Step 1: Gather Ingredients

You'll need:

For the crust:
1/2 cup (2.25 ounces) all-purpose flour
1/2 cup (3.5 ounces) light brown sugar
1/2 teaspoon ground cinnamon
1/4 teaspoon baking soda
1/8 teaspoon salt
6 tablespoons unsalted butter, cut into 1/2-inch pieces
1 cup (3 ounces) old-fashioned rolled oats

For the filling:
1 quart (4 cups) vanilla Greek yogurt, room temperature
1/2 cup sugar 
1 egg, room temperature
2 tablespoons cornstarch
1/4 teaspoon ground cinnamon
2 cups blueberries; fresh or frozen
Flour; as needed, if using frozen blueberries

Step 2: Prepare Crust

Preheat oven to 350 F. (I also preheat a baking sheet on the middle rack because I bake my pies on baking sheets to catch any spills.) 

Spray a 9-inch pie plate with nonstick spray. 

Pulse flour, sugar, cinnamon, baking soda, and salt in food processor until combined, about 5 pulses. Add butter and pulse until mixture resembles coarse sand, about 15 pulses. Add oats and pulse once or twice to combine.

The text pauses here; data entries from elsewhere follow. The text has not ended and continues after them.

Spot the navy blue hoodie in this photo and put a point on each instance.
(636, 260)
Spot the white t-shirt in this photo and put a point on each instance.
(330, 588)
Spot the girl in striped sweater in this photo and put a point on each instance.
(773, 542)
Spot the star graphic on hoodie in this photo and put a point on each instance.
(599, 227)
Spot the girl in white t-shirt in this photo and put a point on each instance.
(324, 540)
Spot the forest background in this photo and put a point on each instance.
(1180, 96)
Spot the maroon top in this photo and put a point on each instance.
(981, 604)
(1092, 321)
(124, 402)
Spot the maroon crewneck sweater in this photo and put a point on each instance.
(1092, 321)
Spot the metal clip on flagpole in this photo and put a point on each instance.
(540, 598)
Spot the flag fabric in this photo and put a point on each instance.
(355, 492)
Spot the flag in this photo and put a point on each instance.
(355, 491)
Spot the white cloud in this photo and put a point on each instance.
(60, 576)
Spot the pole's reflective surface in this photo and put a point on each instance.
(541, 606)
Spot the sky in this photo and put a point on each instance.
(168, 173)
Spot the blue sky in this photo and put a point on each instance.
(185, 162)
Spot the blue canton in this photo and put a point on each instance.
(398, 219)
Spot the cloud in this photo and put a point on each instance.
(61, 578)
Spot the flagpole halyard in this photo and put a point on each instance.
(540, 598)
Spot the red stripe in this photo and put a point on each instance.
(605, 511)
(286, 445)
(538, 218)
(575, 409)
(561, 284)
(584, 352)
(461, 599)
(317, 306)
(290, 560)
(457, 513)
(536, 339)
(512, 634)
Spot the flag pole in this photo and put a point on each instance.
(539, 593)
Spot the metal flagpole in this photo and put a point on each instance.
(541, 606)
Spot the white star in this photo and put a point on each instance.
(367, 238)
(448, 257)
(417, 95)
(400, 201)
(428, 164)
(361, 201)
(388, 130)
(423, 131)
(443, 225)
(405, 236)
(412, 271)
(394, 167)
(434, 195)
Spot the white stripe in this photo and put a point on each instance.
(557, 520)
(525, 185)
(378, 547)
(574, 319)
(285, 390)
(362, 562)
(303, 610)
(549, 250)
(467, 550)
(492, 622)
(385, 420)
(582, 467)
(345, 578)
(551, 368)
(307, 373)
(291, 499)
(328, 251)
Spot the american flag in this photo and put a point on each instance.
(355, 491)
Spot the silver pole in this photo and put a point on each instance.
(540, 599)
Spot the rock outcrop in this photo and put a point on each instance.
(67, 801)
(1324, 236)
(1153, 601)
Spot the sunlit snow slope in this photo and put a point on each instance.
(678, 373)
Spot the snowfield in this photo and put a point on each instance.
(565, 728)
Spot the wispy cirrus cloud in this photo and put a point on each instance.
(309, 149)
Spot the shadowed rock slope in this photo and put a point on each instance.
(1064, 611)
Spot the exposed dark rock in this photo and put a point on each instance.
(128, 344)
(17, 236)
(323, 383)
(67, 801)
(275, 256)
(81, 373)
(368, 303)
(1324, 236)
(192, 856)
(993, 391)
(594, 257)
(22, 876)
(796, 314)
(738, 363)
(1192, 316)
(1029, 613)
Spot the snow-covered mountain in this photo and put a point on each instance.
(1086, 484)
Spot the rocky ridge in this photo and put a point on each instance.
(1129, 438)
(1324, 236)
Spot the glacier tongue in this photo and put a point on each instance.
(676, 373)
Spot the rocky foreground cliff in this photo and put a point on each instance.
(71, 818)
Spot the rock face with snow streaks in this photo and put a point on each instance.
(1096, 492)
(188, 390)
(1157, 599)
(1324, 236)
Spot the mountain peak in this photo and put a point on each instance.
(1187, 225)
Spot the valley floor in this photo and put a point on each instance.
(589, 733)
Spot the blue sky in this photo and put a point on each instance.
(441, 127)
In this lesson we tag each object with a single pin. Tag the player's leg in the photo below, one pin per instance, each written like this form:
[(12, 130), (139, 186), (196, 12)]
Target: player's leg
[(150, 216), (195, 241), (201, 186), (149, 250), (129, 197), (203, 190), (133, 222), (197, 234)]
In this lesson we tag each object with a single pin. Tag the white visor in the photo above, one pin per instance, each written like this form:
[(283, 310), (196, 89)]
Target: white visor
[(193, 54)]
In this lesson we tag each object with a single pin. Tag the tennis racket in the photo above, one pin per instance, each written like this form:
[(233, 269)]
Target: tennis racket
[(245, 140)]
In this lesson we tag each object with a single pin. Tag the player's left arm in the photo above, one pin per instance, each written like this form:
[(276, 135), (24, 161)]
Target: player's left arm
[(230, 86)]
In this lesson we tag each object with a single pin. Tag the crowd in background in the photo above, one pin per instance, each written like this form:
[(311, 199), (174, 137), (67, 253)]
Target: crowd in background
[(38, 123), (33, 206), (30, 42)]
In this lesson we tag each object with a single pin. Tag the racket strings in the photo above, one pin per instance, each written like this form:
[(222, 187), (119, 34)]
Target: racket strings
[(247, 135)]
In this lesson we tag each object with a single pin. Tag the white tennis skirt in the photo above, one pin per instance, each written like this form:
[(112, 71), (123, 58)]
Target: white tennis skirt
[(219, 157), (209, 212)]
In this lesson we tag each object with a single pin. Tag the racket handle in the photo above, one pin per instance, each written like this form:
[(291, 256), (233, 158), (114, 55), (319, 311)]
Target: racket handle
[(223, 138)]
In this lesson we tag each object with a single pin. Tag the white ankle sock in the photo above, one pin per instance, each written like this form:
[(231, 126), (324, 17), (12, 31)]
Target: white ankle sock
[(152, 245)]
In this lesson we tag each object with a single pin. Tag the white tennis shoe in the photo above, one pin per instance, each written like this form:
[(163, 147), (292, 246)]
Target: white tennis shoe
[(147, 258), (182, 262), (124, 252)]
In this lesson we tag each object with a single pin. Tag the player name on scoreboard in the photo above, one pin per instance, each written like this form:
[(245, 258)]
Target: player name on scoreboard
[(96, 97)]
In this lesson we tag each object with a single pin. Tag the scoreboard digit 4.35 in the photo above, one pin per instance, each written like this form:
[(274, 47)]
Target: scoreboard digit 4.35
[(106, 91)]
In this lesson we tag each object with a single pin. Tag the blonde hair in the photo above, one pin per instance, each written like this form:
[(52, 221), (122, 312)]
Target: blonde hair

Pat crust into bottom and up the sides of pie plate. Bake until lightly browned, 10-15 minutes, rotating pan halfway through baking. The crust will puff due to the baking soda, pat it back down with a spoon, put pie plate on cooling rack and the baking sheet back in the oven. 

Step 3: Prepare Filling, Bake, and Enjoy

If using frozen blueberries, toss in flour (I used about 1 Tbsp.) until lightly coated; discard excess flour.

In a large bowl, whisk egg, cornstarch, and cinnamon. Add 1 quart yogurt and 1/2 cup sugar; stir until blended. Gently fold blueberries into batter; pour evenly over crust.

Bake for 1 hour or until toothpick inserted into the center comes out clean. (If the filling is browning too much before the filling is set, you can cover it with nonstick foil, or spray regular foil with nonstick spray, nonstick side down, when finished the center will still be slightly jiggly.)

Cool at room temperature 30 minutes, refrigerate for at least 2 hours before cutting.

Pie can be stored, covered, in the refrigerator up to 2 days.